At 100% duty cycle the bootstrap capacitor (C1 in the 'typical application' schematic in the datasheet) will eventually discharge to the point where the HO output can no longer keep the high side MOSFET turned on. How long this takes depends on the load on C1.

If you need to operate at 100% then you will have to generate a separate bias rail for the CBOOT pin (C1)

Alternatively - and this is just a suggestion. You could have two LM2726 devices each running at a maximum of 50% duty cycle at 180degrees out of phase. Or have two LM2726 devices, use one to generate duty cycles from 0 to 50% and the other to generate only the additional duty cycle over and above the 50% generated by the first driver. ie, for a 25% duty cycle, driver 1 operates at 25%, driver 2 operates at 0%. For a 66% duty cycle, driver 1 operates at 50% duty cycle and driver 2 operates at 16% duty cycle - of course driver 2 output should go high as driver 1 reaches the 50% point.

Regards
Colin

Hi Colin,

Thanks you for your reply. That's a good idea to do so. Moreover, besides LM 2726, do you know any other mosfet driver than can output 100% duty cycle.

Thanks again.

Sincerely,

Yuan

Hello Yuan

Almost any MOSFET driver could do this - the only requirement is that the bootstrap capacitor be kept charged. the problem is that the idea I suggested above won't actually work !. Apologies for this.

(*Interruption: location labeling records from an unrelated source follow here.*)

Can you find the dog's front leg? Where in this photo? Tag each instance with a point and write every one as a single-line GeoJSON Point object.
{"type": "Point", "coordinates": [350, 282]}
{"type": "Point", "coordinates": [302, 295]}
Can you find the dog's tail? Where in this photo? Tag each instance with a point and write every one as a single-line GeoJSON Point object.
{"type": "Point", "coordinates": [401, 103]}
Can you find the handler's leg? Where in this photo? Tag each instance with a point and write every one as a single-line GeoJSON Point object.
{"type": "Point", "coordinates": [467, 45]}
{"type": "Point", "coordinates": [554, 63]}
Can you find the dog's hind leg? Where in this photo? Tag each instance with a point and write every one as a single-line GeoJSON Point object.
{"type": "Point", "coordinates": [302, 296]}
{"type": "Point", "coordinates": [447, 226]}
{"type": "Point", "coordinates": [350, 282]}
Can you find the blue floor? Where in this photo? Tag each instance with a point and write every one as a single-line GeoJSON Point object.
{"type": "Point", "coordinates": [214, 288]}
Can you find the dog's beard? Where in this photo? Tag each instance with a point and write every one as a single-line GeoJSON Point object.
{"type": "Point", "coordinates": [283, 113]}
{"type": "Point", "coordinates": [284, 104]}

Anyhow, there is more than one way to tackle this problem. You can keep the bootstrap capacitor charged by using a small high frequency transformer to generate the 12V rail for the Bootstrap capacitor. This allows the driver to keep the top side MOSFET ON for as long as  you like.

the transformer requirements are pretty simple - drive its primary from a 12V supply and rectify the output. You may have to put some small resistive load or a zener diode on the output to keep the HB output within reasonable limits. You could find a suitable transformer if you look for gate driver transformers on the web.

Regards

Colin

Hello Yuan     this is the image / schematic that I thought I had attached to the previous post - this should show the basic idea I have in mind. Colin

Hello Colin,

I try to use the topology in below link in page 4 to build a non-inverting buck-boost  converter. I use 4 mosfets in the converter. For boost mode, the mosfet Q1 needs to be always on. I have tried several ways to drive the mosfet, but HO output can no longer keep the high side MOSFET turned on after maybe 10 seconds. I know it is because of the bootstrap capacitor discharged. So could you suggest a driver that can work in this topology?  In the PDF file in page 5, LM5118 is used, but I need a dual synchronous mosfet driver.  Do you have any suggestions?

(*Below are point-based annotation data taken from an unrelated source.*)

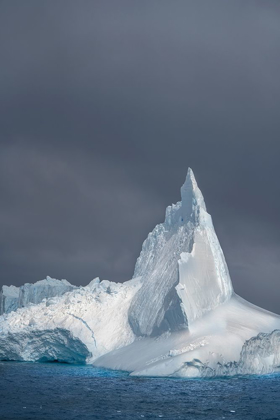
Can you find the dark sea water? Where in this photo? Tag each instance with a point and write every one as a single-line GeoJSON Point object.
{"type": "Point", "coordinates": [58, 391]}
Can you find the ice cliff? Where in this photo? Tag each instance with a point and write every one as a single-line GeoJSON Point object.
{"type": "Point", "coordinates": [178, 316]}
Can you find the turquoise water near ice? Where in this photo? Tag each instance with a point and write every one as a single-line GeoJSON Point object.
{"type": "Point", "coordinates": [66, 392]}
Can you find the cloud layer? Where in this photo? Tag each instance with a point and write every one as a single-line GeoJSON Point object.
{"type": "Point", "coordinates": [103, 107]}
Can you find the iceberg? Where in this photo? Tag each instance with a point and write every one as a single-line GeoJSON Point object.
{"type": "Point", "coordinates": [179, 315]}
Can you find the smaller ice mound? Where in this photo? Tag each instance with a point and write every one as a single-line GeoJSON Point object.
{"type": "Point", "coordinates": [77, 327]}
{"type": "Point", "coordinates": [9, 296]}
{"type": "Point", "coordinates": [45, 345]}
{"type": "Point", "coordinates": [42, 289]}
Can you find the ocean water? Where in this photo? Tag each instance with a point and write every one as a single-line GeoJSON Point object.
{"type": "Point", "coordinates": [66, 392]}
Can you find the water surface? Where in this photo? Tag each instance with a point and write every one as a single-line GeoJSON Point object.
{"type": "Point", "coordinates": [66, 392]}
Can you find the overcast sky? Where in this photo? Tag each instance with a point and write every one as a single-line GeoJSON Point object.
{"type": "Point", "coordinates": [103, 107]}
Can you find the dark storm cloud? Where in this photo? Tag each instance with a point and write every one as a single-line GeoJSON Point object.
{"type": "Point", "coordinates": [104, 105]}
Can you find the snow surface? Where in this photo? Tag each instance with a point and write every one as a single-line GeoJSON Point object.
{"type": "Point", "coordinates": [178, 316]}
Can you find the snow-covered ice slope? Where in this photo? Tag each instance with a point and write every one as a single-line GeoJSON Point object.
{"type": "Point", "coordinates": [212, 346]}
{"type": "Point", "coordinates": [12, 298]}
{"type": "Point", "coordinates": [76, 327]}
{"type": "Point", "coordinates": [179, 316]}
{"type": "Point", "coordinates": [43, 289]}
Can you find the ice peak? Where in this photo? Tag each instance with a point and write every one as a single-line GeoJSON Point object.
{"type": "Point", "coordinates": [191, 194]}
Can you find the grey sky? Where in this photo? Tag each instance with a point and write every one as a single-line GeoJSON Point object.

www.ti.com/.../slyt584.pdf

Thanks again for your help

Sincerely,

Yuan

Hello Yuan

Fig 8 and Fig 9 in the Data Sheet for the LM5118 clearly show that Q1 is switching in both the Buck and Buck/Boost modes. This means that its' bootstrap capacitor is recharged at every switching cycle. On the other hand the slyt584 diagram clearly shows the Q1 device ON during Boost mode and active during Buck mode. This is because the Buck/Boost mode described in the datasheet is different to the Boost mode described in slyt584. The title for Figure 6 is 'Two-switch buck-boost converter features buck and buck-boost operating modes' - this is not the same as the buck and boost modes shown in Figure 4 and Figure 5. Definitely confusing.

The LM5175 is another device which controls 4 switches and operates in Buck and Boost modes.

The idea I sent earlier - using a transformer to generate a bias rail for the bootstrap capacitor - should work for both devices. You just need to decide if the LM5175 or LM5118 are better suited to your application.

Thinking about it - you could use one of the gate drive outputs to drive both a MOSFET switch and the primary of the transformer (VSQ) in the diagram. You need this transformer active during boost mode only, so you could drive it from the output used to control Q2 in the diagram.

Regards

Colin